In the doorway of the cottage he could see the figure of a young woman. Her blond hair was raised in a knot atop her head and she wore a full blouse and a peasant skirt. Her arms were upraised and she seemed to be pleading, but he could not make out the words.
Then he was thrown on the rear floor of the car and the door slammed shut.
53
THE PURSER LOOKED AT
the two tourists weaving up the boarding ramp in frank amusement. They were an outlandish pair. The female was dressed in a loose-fitting, ankle-length sundress, and to the Russian purser’s creative eye, she could have passed for a rain-bowed sack of Ukrainian potatoes. He couldn’t quite make out her face because it was partially obscured by a wide-brimmed straw hat, tied around the chin by a silk scarf, but he imagined if it was revealed it would break his watch crystal.

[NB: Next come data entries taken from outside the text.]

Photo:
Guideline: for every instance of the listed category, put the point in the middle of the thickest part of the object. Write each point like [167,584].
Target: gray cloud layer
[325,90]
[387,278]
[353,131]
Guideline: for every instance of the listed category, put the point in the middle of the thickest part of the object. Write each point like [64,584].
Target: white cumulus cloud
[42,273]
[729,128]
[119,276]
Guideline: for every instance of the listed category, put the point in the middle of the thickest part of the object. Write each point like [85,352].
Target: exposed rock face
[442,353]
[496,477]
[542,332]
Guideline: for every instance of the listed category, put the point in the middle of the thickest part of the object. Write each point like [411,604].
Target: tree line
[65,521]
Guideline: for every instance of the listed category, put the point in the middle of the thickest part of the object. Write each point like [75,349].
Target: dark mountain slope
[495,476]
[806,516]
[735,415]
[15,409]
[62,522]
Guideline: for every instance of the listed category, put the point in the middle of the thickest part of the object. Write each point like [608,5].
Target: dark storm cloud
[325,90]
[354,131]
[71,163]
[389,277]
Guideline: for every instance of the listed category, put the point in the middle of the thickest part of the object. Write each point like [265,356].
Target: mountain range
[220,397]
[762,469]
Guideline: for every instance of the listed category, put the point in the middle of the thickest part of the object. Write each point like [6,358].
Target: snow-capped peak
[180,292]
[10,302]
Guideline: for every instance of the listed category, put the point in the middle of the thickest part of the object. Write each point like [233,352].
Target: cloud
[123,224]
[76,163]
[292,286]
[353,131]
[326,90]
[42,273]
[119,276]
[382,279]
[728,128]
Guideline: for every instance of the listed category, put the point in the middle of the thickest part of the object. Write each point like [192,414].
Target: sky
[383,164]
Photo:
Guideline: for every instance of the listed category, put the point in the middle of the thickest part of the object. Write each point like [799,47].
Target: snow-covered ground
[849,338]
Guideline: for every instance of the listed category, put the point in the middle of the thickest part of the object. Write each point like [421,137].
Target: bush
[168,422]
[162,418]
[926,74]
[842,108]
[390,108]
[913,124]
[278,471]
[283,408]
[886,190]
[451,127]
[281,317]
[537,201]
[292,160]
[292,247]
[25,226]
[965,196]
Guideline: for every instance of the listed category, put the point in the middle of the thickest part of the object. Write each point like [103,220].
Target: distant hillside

The man who appeared to be her husband was drunk. He reeled onto the deck smelling of cheap bourbon, and laughed constantly. Dressed in a loud flowered shirt and white duck pants, he leered at his ugly wife and whispered gibberish in her ear. He noticed the purser and raised his arm in a comical salute.
“Hi-ho, Captain,” he said with a slack grin.
“I am not the captain. My name is Peter Kolodno. I am the purser. How can I help you?”
“I’m Charlie Gruber and this is my wife, Zelda. We bought tickets here in San Salvador.”
He handed a packet to the purser, who studied them carefully for a few moments.
“Welcome aboard the
Leonid Andreyev,”
said the purser officially. “I regret that we do not have our usual hospitality festivities to greet new passengers, but you’ve joined us rather late in the cruise.”